13. En este caso, tampoco podemos negar que el conocimiento de este eventual coste de cancelación fuera esencial y relevante a la hora de concertar el swap, e inexcusable al existir un deber de información sobre los concretos riesgos del producto (art. 79 bis. 3 LMV), que incumplió el banco. De hecho, así se puso de manifiesto con ocasión del escrito en el que el cliente comunica al banco que no quiere confirmar la operación. En este escrito, de 13 de noviembre de 2008, Logifruit, S.L advierte que el banco no le había informado sobre los costes de la resolución anticipada. Y es a renglón seguido, en su contestación, cuando el banco concreta el coste de cancelación (665.000 euros). Para que pudiera entenderse correctamente realizada la información, debería haberse indicado, antes de concertar el swap, no después (al tiempo de instarse la resolución), el coste que en ese momento tendría la cancelación del swap, caso de haberse concertado, y la magnitud del riesgo. Esto es, debería informar aproximadamente del coste en el peor de los escenarios.
La ausencia de esta información, cuando se ofrece expresamente la posibilidad de cancelación anticipada, en una operación financiera que durante un periodo largo de tiempo (3 años) se somete a las fluctuaciones del mercado, podemos entender que afecta a un elemento esencial y es susceptible de propiciar el error en el cliente sobre este aspecto.

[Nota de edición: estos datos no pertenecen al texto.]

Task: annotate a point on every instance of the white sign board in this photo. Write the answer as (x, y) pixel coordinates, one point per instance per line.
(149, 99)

Este error, además de ser sustancial, en cuanto que bajo el conocimiento de las condiciones de cancelación no hubiera concertado el producto, era excusable en atención a los especiales deberes de información que el art. 79 bis 3 LMV impone al banco al comercializar este tipo de productos financieros complejos.

La consecuencia de todo lo anterior es que, finalmente, se tenga por desestimado el recurso de apelación de BBVA, porque se ha confirmado el fallo de la sentencia de primera instancia (la declaración de nulidad del swap y los consiguientes pronunciamientos de condena), aunque la causa de la nulidad sea la segunda invocada en la reconvención, que también fue apreciada por la sentencia de primera instancia como argumento de refuerzo.